Women sue the makers of birth-control patch
More than 40 sued, claiming the contraceptive caused serious illnesses and at least one deathNov 2, 2006 | AP
More than 40 women sued the makers of a popular birth-control patch Wednesday, claiming the contraceptive caused serious illnesses and at least one death.
One lawsuit alleges that 43 women suffered from blood clots and other health ailments after taking Ortho Evra, one of the fastest-growing forms of contraception in the U.S.
A second complaint claims 25-year-old Kelly Bracken of Elk Ridge, Md., died of severe blood clots in her lungs and legs after she started wearing the patch.
The lawsuits, filed in San Francisco Superior Court, name as defendants the drug's manufacturer, Ortho-McNeil Pharmaceutical Co., a Titusville, N.J.-based subsidiary of Johnson & Johnson; and San Francisco-based distributor McKesson Corp.
Officials for Ortho-McNeil and McKesson did not immediately respond to calls seeking comment Wednesday.

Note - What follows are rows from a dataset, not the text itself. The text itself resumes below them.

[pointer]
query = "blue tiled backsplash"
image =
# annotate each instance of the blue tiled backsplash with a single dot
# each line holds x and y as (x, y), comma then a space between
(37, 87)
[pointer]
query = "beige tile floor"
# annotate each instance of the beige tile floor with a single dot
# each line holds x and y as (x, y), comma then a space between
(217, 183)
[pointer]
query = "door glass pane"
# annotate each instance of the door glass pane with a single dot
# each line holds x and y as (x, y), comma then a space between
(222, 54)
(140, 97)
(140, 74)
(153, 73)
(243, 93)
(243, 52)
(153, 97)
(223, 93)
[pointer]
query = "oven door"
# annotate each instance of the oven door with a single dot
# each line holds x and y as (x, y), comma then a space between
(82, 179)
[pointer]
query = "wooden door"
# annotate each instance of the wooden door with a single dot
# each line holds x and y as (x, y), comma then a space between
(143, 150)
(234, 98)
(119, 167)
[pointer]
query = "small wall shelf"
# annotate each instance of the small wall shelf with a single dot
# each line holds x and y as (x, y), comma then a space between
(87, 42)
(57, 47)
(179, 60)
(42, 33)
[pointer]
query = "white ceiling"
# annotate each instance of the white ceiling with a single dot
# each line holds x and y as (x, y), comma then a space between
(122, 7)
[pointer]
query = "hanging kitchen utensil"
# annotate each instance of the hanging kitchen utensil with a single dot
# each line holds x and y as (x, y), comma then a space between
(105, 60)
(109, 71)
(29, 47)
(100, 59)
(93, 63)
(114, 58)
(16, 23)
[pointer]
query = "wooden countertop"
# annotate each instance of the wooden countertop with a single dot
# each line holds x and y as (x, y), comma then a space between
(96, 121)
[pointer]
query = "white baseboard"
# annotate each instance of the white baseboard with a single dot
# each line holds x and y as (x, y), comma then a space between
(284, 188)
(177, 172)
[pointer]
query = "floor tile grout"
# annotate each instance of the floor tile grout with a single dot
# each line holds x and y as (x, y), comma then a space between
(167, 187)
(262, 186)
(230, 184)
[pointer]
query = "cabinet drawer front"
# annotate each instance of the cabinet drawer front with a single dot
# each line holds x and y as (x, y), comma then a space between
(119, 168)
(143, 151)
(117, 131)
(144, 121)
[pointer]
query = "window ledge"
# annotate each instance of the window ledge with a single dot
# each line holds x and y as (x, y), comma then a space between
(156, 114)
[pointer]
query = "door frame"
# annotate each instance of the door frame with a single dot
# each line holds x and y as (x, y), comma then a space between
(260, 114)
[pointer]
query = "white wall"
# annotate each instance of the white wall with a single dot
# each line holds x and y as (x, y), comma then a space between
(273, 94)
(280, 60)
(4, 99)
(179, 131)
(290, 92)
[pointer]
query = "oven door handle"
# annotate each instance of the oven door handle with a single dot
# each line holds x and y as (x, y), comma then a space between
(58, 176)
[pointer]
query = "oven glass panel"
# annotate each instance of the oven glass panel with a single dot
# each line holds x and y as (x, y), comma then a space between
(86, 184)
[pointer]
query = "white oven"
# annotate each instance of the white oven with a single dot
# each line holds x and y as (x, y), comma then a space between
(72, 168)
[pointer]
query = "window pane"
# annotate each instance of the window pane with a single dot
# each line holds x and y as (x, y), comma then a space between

Approved by the Food and Drug Administration in 2001, Ortho Evra is a patch that delivers the hormones estrogen and progestin directly into the bloodstream through the skin.
The lawsuit claims that Ortho-McNeil failed to properly investigate the product's safety and deceived the public about the severity of potential side effects, including strokes and severe blood clots.
In September, the FDA warned women that their risk of blood clots in the legs and lungs may be higher if they use Ortho Evra instead of the pill.